Over a 3 year average looking at winter wheat our yield and income was almost identical to that of our conventional farming neighbours. However, the cost is where things get interesting. Our variable costs were around 17% below the average and our fixed costs were around 40% below the average. Of course this is no scientific study and weather etc make a huge difference. But it does give me encouragement that we are moving in the right direction. The question Dad and I ponder now is how can we knock off the next 10%+ of costs? (while maintaining our yields). Like with many things the taking away the first costs was the easier bit for example our nitrogen application has come down from approximately 200 KG/N per ha to more like 160 KG/N per ha (in winter wheat) whilst maintaining our 9-10 tonne average yield. But how do we get below the 100 mark? It is clear to me the next stages are going to require more radical thinking, probably with the use of legume leys or ideally a permanent under-storey. In summary though I think we are getting to a point where cost control is becoming more and more tricky.

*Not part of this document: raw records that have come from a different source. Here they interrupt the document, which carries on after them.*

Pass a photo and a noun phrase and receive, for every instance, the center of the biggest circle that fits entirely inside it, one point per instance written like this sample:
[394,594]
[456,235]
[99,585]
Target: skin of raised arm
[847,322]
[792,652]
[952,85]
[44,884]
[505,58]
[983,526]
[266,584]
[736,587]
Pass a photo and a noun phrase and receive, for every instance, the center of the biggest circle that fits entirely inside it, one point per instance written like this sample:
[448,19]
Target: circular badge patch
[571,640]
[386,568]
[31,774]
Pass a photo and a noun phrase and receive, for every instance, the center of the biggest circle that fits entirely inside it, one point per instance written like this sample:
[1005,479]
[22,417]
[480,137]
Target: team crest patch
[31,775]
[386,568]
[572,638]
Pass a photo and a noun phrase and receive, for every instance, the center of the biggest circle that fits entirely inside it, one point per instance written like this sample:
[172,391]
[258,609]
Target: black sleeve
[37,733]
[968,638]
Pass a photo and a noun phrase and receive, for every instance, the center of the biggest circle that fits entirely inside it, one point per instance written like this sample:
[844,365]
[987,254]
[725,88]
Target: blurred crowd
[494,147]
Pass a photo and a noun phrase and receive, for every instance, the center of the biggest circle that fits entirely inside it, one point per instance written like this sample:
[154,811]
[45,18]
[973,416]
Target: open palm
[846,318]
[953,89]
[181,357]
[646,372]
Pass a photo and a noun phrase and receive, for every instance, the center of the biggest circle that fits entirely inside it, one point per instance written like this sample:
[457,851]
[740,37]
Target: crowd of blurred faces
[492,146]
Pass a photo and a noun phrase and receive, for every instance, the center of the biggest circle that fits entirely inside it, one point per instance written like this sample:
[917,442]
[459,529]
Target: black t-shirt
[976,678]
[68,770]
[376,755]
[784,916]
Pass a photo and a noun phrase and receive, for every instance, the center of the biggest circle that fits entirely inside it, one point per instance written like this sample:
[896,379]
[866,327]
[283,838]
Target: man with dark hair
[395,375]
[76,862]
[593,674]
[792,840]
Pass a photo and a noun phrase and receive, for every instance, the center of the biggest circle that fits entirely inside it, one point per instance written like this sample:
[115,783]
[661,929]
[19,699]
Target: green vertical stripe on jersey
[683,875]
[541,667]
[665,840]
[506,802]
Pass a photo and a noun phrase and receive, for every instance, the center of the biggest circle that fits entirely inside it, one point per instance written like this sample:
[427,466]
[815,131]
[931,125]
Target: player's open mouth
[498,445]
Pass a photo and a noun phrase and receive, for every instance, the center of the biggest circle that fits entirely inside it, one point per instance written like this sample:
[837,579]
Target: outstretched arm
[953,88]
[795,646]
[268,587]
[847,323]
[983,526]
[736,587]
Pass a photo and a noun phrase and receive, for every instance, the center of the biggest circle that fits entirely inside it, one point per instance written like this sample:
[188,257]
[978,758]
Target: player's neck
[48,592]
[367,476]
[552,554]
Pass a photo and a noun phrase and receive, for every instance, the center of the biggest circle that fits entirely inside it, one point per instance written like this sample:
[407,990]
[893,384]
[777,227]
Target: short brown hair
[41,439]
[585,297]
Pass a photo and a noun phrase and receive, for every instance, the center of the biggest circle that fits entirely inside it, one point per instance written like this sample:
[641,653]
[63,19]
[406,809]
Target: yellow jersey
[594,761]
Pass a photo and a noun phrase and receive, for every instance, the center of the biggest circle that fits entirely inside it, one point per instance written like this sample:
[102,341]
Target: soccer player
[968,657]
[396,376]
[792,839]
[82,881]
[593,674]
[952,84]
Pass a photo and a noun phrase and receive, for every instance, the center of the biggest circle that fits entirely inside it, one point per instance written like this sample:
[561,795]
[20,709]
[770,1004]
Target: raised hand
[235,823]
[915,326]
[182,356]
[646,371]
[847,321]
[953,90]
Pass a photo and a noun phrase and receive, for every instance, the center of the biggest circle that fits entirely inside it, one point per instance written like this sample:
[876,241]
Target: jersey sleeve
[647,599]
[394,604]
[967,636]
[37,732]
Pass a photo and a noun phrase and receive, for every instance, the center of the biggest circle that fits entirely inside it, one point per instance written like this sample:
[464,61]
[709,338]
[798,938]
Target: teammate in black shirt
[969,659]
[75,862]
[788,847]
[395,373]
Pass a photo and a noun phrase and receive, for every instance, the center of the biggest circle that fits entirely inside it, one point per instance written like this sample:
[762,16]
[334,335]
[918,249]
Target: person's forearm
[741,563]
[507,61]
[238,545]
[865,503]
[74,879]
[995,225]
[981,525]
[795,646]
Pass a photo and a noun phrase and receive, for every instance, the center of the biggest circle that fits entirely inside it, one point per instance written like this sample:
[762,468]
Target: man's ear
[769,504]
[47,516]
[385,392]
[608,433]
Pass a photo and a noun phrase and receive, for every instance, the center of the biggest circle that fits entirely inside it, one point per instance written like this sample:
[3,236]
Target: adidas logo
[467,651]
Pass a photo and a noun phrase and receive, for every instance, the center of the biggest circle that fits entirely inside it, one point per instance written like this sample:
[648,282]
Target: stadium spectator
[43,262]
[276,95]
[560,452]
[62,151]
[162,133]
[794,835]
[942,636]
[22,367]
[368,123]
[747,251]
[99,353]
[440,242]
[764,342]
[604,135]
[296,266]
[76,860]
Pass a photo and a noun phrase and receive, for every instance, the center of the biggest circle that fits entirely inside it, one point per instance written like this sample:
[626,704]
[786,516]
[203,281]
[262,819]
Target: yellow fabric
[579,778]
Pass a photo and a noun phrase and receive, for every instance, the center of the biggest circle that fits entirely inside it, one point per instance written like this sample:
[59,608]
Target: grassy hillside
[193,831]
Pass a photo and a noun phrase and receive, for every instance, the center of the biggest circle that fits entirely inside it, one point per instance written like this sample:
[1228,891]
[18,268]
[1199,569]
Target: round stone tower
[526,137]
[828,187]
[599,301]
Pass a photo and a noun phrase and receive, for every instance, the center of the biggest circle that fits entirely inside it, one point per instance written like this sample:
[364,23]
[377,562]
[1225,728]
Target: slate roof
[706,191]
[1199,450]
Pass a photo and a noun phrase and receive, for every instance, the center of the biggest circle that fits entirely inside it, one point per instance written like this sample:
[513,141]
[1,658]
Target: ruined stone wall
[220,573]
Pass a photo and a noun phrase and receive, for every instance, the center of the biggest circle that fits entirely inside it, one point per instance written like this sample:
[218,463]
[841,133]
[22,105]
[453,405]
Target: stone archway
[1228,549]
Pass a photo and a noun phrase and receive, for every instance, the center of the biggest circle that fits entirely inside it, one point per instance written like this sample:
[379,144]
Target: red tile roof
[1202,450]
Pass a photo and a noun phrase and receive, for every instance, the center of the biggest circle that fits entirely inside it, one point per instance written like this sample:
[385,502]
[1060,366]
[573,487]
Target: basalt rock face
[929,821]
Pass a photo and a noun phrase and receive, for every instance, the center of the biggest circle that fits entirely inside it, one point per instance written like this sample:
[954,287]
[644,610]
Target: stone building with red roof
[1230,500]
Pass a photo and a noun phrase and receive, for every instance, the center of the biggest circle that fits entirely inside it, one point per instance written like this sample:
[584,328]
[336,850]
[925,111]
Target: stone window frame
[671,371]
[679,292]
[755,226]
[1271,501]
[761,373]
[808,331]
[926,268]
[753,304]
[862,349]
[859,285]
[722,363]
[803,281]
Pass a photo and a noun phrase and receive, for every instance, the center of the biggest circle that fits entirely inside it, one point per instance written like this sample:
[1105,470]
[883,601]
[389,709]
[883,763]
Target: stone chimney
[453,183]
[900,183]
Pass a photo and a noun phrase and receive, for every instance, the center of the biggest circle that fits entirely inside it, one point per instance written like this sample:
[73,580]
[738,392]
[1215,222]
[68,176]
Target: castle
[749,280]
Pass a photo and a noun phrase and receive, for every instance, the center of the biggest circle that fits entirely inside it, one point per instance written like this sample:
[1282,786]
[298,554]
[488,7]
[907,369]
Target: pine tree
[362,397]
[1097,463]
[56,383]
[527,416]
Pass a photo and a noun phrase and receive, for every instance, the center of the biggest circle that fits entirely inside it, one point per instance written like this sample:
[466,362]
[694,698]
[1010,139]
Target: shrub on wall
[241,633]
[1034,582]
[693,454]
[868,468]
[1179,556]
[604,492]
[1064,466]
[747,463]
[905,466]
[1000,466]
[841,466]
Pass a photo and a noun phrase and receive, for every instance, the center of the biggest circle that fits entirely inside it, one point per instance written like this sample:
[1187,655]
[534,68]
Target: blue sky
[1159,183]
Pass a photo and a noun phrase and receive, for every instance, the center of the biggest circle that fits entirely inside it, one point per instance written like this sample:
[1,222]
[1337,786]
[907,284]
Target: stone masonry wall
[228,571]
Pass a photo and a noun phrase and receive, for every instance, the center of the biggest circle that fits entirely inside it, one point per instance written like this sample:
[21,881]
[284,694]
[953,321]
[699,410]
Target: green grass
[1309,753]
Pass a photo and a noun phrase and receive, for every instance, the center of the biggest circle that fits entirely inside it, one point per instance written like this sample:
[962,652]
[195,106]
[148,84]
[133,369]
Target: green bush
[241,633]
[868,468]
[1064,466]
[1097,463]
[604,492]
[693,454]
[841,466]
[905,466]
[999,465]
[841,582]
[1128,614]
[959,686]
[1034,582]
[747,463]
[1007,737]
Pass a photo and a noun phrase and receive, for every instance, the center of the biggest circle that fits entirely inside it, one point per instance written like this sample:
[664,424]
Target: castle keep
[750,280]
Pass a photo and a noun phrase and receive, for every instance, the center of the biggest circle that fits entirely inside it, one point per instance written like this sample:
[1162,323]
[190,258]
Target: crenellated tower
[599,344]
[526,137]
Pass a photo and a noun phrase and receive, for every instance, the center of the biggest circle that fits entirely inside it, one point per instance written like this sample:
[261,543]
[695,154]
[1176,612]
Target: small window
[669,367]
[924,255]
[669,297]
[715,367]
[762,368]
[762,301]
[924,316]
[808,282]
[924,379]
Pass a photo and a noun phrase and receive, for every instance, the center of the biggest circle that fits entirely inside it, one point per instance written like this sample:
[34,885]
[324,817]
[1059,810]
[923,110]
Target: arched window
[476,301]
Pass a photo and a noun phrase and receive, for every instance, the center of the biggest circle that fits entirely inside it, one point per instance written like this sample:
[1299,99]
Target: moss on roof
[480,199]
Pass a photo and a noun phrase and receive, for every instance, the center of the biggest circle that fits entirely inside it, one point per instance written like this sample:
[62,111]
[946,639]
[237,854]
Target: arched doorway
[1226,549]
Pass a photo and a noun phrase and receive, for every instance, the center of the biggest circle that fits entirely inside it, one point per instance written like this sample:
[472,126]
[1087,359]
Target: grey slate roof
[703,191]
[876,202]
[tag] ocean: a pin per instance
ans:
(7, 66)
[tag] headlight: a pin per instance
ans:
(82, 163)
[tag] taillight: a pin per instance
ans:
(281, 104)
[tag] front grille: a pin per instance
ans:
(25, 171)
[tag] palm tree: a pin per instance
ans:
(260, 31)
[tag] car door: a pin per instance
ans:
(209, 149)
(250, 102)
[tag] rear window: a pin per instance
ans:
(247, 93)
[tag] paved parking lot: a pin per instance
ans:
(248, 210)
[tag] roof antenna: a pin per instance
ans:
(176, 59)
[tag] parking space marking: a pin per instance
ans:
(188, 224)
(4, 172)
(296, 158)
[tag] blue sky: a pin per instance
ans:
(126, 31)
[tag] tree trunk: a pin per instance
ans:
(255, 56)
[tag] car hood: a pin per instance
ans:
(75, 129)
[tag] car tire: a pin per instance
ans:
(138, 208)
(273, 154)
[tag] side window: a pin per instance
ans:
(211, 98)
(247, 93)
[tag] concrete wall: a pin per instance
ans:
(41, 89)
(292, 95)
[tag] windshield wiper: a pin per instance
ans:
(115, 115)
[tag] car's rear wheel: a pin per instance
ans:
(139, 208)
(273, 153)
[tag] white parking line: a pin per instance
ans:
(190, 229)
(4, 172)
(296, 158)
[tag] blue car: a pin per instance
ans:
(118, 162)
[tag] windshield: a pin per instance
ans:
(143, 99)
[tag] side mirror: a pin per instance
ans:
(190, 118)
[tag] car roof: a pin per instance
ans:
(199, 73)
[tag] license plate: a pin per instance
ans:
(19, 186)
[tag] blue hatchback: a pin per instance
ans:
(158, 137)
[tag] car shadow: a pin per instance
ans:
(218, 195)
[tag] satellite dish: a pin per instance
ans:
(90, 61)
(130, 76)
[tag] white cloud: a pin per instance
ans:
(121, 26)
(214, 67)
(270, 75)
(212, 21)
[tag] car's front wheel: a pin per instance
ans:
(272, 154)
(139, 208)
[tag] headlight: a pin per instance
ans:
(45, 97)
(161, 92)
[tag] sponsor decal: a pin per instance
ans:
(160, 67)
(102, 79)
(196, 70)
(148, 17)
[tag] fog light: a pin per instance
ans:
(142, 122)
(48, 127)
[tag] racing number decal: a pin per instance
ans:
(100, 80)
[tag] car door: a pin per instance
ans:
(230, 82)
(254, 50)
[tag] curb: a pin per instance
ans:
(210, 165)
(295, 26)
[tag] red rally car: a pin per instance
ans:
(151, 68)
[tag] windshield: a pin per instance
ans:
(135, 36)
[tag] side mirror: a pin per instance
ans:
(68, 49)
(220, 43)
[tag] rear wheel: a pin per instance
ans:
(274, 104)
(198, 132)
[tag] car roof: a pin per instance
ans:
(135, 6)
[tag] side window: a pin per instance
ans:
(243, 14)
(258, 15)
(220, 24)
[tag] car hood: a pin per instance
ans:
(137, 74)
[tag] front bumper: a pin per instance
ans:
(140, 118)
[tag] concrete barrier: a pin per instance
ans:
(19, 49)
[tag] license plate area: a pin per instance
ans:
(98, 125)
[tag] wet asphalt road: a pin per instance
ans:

So the next question is how can we tackle the other side of the equation and how can we increase the income side. We know money for owning land payments are disappearing and whilst I do think there are some great options now coming through countryside stewardship and SFI they generally all come with cost as well. There will be an increase in payments for delivering environmental goods either through private or public funding techniques. But the lion's share of the money I earn will continue to come from the food I produce as it should. I am a commodity grain grower. I grow a range of different crops in my rotation now: Wheat, Oats, OSR ( decreasingly ) and Field Beans. To shorten my supply chain and diversify my rotation I have also started growing for the British Quinoa company as well as forage rye and grass for a local AD plant.
However I recently came across an interesting report by Sustain (“Unpicking food prices: Where does your food pound go, and why do farmers get so little?”). To pull out an interesting statement in this report “the cereal farmer spends 9.03p yet receives an almost negligible profit (0.09p) on a selling price of £1.14” and “For 4 beefburgers the processor gains ten times the profit of the beef farmer. A carrot grower spending 14p per bag and selling to the supermarket supply chain gets almost negligible returns.” Whilst there are reasons for this such as the amount of cost required to process and market a product to a consumer and I am sure many will argue around the specific numbers it does beg the question in my head, would it be easier to improve the income side of the equation rather than push down the cost side even further? Many will pipe up to say that I could build a farm shop and sell directly. However this is not something I would be able to do given the area of the country I am situated in and really I am interested in scale. How can I shift thousands of tonnes through a farm shop? No, the real question is can I leverage my regenerative farming techniques to gain premiums in the market? YES is the answer! But we need to do something we have traditionally not been great at “Marketing”.
So I have started down this journey. I have created my own little brand for my farm called Gentle Farming - www.gentle-farming.co.uk. I have been hosting farm tours with some of the biggest food companies in the country all in the hope of finding a way to shortcut the supply chain and sell more directly at scale. It has been hugely interesting to help educate them on regenerative farming techniques and to hear their thoughts on how the market is developing. I am making progress, slowly. I am looking forward to the day sometime soon when I can walk into a restaurant knowing my crop which I grew is being sold at scale to real people.